After the Paris Climate Agreement, old fears that global climate agreements do not apply to developing countries like India and China became outdated. The Paris Agreement amended the 1992 UN Framework Convention on Climate Change so that all 195 nations will be actors in implementing climate solutions [1]. In other words, China and India have committed to peak and then reduce emissions, and are making world-leading investments in the deployment of clean energy solutions [2][3]. There is reason to believe they will do so in their own interest.

The Paris Agreement sent the strongest signal the world has yet seen that investors will make money by moving to low-carbon alternatives. China’s commitment to cut emissions and lead in clean energy is driven by three needs:

  1. To rapidly and drastically reduce air pollution.
  2. To sustain high rates of economic growth while achieving independence from foreign fuels.
  3. To establish itself as a reliable global leader in clean energy manufacturing and new economy financing [4].

India has over 400 million people who do not have reliable access to electricity [5]. There is no way, given current resources, to provide this needed basic necessity by building a conventional centralized coal-fired power grid [5]. So India has undertaken a “national mission” to deploy solar energy in cities and villages across the country — committing already to 100 gigawatts by 2022 [6].

The question after the signing of the Paris Agreement is not whether the United States Congress can trust India and China to follow through on their commitments; it is whether the United States Congress is committing the national resources and key economic policy reforms needed to keep up as the world goes about building the clean energy economy of the 21st century.

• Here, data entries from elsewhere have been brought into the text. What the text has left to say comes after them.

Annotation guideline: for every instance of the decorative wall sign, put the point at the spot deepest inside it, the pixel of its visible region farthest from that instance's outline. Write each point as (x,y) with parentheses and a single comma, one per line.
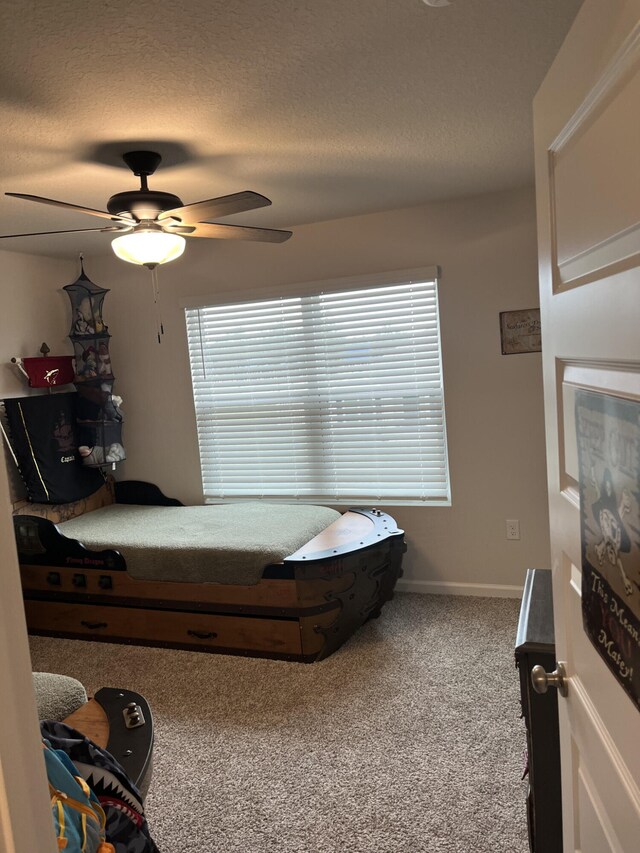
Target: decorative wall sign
(520,331)
(608,433)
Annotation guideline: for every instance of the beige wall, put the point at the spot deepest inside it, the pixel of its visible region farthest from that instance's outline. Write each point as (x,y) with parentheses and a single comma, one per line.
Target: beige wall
(486,247)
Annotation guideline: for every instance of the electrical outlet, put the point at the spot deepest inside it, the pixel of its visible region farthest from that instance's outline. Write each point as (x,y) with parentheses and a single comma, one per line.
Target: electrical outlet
(513,528)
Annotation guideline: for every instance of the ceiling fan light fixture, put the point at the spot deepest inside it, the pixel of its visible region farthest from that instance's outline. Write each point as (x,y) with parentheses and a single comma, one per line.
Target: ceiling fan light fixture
(148,247)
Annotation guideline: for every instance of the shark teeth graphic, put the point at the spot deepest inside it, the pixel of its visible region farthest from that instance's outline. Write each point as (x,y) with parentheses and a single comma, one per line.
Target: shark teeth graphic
(133,816)
(105,784)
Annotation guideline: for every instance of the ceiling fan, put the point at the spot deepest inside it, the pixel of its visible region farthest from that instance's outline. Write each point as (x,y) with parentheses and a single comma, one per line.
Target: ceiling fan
(152,225)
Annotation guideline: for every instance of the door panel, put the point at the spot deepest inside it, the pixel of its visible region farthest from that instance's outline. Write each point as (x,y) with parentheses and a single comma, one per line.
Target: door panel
(587,128)
(594,176)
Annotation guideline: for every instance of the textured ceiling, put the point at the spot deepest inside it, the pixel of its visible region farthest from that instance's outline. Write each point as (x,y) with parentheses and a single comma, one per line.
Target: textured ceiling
(330,107)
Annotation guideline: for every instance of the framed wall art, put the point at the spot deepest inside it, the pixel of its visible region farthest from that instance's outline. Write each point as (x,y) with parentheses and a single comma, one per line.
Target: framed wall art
(608,434)
(520,331)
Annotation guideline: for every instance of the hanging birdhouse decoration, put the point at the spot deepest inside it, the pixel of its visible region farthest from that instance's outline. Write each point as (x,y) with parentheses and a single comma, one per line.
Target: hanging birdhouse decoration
(99,418)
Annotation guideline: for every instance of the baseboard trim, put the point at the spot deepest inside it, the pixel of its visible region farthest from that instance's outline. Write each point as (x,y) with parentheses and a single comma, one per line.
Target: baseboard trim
(486,590)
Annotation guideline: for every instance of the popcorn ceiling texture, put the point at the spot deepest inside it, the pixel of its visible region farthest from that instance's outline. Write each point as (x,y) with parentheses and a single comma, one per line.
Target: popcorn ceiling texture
(407,740)
(330,108)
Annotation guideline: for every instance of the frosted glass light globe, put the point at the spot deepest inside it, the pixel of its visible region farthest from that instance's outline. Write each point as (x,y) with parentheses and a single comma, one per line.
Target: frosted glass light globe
(148,248)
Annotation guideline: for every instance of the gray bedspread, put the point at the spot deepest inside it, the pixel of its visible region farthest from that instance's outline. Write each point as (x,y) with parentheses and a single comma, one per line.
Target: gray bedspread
(228,543)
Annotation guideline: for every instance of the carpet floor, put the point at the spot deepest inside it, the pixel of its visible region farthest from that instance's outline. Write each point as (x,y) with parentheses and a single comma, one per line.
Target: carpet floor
(407,740)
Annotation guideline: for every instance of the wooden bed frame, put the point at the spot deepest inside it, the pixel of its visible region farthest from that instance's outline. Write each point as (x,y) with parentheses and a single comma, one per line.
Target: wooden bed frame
(302,609)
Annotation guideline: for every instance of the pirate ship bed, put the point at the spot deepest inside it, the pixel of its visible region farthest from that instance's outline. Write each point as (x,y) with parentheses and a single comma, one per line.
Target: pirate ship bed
(300,608)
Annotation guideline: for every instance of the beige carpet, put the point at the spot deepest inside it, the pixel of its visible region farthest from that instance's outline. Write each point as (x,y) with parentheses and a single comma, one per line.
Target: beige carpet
(408,740)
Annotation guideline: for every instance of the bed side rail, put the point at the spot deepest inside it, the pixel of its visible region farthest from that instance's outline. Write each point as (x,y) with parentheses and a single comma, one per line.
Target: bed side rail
(143,494)
(40,543)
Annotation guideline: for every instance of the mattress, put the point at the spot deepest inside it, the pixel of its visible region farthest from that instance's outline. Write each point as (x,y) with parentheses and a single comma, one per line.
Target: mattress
(227,543)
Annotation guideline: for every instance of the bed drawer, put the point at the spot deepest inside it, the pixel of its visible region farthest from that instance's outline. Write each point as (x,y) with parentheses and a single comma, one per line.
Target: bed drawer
(203,630)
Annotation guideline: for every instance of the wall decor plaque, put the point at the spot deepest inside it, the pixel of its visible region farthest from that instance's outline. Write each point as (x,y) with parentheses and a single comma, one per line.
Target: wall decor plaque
(608,434)
(520,331)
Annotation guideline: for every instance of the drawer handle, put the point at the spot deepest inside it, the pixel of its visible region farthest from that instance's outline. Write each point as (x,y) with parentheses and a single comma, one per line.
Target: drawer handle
(202,635)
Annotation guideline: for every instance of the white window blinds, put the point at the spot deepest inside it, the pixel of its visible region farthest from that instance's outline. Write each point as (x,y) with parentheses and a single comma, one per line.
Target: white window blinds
(333,398)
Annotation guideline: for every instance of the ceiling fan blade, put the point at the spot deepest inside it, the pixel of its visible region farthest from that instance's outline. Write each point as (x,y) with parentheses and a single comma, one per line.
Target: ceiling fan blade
(114,228)
(212,208)
(239,232)
(90,210)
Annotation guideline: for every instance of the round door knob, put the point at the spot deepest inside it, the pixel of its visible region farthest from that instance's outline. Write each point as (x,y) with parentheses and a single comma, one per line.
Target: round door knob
(543,680)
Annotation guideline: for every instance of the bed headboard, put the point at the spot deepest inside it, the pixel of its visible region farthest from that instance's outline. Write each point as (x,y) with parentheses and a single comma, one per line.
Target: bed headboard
(57,513)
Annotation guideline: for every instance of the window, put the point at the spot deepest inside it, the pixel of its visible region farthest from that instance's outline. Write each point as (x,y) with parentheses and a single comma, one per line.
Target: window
(331,398)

  1. John D. Sutter, Joshua Berlinger and Ralph Ellis. “Obama: Climate agreement ‘best chance we have’ to save the planet.” December 14, 2015. CNN News.
  2. Wee Kean Fong. “23 Chinese cities commit to peak carbon emissions by 2030.” World Resources Institute. June 08, 2016.
  3. Joydeep Gupta. “India considers emissions peak 2035-50.” March 12, 2014. Climate Change News. Retrieved from:http://www.climatechangenews.com/2014/12/03/india-considers-emissions-peak-2035-50/
  4. Barbara Finamore. “Paris Climate Agreement Explained: next steps for China.” December 12, 2015. NRDC.
  5. Bharath Jairaj. “India’s blackouts highlight need for electricity governance reform.” August 13, 2012. World Resources Institute.
  6. Bloomberg. “100GW solar by 2022: India’s Target or Aspiration?” Bloomberg New Energy Finance.